The phrase is “a call for us to look and listen for the welfare of the whole people and have always in view not only the present but also coming generations,” Benjamin said. She added that while “we need to work pragmatically in the present, we also need long-term vision, not just changing laws.”
And, “seeding more just social relations,” Benjamin said, is “something that we each have the power to do, no matter where and what we do.”
Kruse said that “ideally I’d like to see a constitutional amendment that has an affirmative right to vote named in it. I think that would that would solve a lot of the problems that we have to kind of backfill to undo that kind of original sin in the Constitution.”
Absent such an amendment, Kruse said, legislation could achieve the same effect, and the only obstacles to such legislation are public will “and the commitment of some politicians to the filibuster, which goes against the spirit and the letter of the Constitution in every possible way.”

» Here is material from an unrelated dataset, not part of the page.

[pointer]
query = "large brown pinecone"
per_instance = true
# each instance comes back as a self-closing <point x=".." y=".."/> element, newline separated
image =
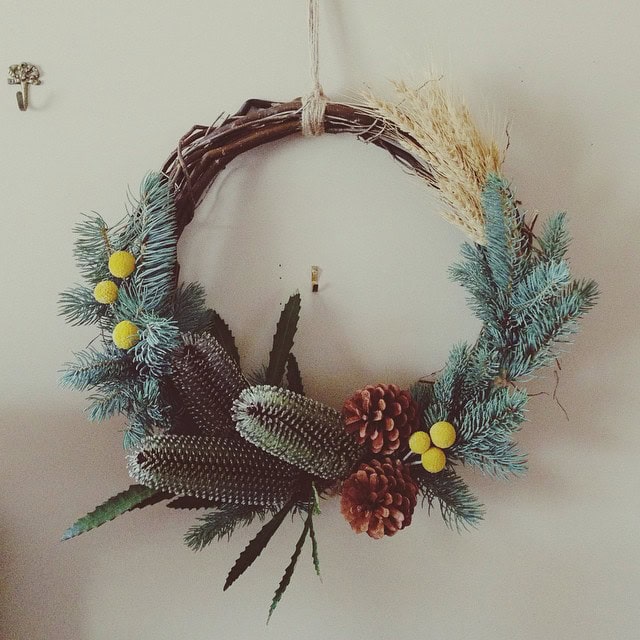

Kruse said that casting off “the undemocratic trappings we've built up over the years” and returning to the closest that the United States has “ever been to a true democracy, about a 50 year window between 1965 and 2013,” is “a fairly modest goal, but I think, a very important one that we have to fight for.”
Jamal said that “in this global world where social media has put us in connection to one another, we have to worry about how we project our democratic norms to the world.”
“For most of the world outside the United States, democracy is synonymous with social justice and dignity,” Jamal said. “If we’re not consistently asking and demanding for a democracy that is kind and respectful and preaches dignity and respect to all humans, then we’re failing democracy.”
Jamal spoke of talking about social justice with her students as dean of School of Public and International Affairs. “We didn't talk about social justice 10 years ago and we certainly didn't talk about social justice 20 years ago. When we talk about social justice today, my students light up. They become excited.”
“This, for me, gives me hope and makes me proud to be leading a school where my students are committed and dedicated to the causes that matter for the future,” Jamal said. “I’m proud of you and I’m really looking forward to working with you and moving the conversation forward.”
The free and open to the public conversation was held via Zoom webinar and, with no registration necessary, by live stream, from 4:30 to 6 p.m. Eastern Daylight Time on Sept. 14, 2021, organized by the Program in American Studies and supported by the Office of the Provost.